Introduction

In this blog post, we will explore how to solve the LeetCode problem "2488" using AI. LeetCode is a popular platform for preparing for coding interviews, and with the help of AI tools like Chatmagic, we can generate solutions quickly and efficiently - helping you pass the interviews and get the job offer without having to study for months.

Problem Statement

You are given an array nums of size n consisting of distinct integers from 1 to n and a positive integer k.

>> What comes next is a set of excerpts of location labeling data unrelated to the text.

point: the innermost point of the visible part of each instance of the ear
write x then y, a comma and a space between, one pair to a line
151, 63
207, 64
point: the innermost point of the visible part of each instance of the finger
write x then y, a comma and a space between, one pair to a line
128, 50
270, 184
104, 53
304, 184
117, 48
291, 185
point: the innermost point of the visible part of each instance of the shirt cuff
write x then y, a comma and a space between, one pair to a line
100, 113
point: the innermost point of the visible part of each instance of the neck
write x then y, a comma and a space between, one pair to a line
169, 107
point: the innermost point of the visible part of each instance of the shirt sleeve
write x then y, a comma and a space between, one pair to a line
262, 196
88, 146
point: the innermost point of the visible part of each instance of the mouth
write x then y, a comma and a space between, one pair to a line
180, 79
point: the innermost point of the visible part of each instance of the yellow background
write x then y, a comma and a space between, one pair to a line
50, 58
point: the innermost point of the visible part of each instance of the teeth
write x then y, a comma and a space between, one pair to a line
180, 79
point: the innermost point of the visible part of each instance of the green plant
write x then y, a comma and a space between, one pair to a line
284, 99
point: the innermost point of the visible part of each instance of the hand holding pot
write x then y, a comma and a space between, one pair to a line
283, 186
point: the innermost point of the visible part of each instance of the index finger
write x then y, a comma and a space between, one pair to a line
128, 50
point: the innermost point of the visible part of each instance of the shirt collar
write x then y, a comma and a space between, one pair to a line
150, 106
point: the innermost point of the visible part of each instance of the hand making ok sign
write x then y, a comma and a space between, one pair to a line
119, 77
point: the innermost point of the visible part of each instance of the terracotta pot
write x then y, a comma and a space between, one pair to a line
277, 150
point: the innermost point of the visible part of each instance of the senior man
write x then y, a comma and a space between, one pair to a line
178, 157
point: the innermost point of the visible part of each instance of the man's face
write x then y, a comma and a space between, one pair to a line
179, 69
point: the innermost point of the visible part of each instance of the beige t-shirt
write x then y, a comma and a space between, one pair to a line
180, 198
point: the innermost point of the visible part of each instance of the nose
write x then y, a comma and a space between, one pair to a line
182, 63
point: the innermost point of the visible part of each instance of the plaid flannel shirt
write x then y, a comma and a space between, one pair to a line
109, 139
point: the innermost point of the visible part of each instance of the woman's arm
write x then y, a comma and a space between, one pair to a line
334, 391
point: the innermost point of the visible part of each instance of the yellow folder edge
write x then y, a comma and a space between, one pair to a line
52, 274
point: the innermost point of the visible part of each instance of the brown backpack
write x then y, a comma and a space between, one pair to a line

Return the number of non-empty subarrays in nums that have a median equal to k. Note: The median of an array is the middle element after sorting the array in ascending order. If the array is of even length, the median is the left middle element. For example, the median of [2,3,1,4] is 2, and the median of [8,4,3,5,1] is 4. A subarray is a contiguous part of an array. Example 1: Input: nums = [3,2,1,4,5], k = 4 Output: 3 Explanation: The subarrays that have a median equal to 4 are: [4], [4,5] and [1,4,5]. Example 2: Input: nums = [2,3,1], k = 3 Output: 1 Explanation: [3] is the only subarray that has a median equal to 3. Constraints: n == nums.length 1 <= n <= 105 1 <= nums[i], k <= n The integers in nums are distinct.

Explanation

Here's the breakdown of the approach, complexity, and Python code for solving the median subarray problem:

• Key Idea: Iterate through each element of the input array nums. For each element, expand outward to consider all possible subarrays containing that element. Check if the median of the current subarray is equal to k.
• Optimization: To efficiently calculate the median of a subarray, we can avoid explicitly sorting the subarray each time. Instead, we count the number of elements less than k and greater than k in the subarray. The median is k if and only if the number of elements less than k is equal to or one greater than the number of elements greater than k.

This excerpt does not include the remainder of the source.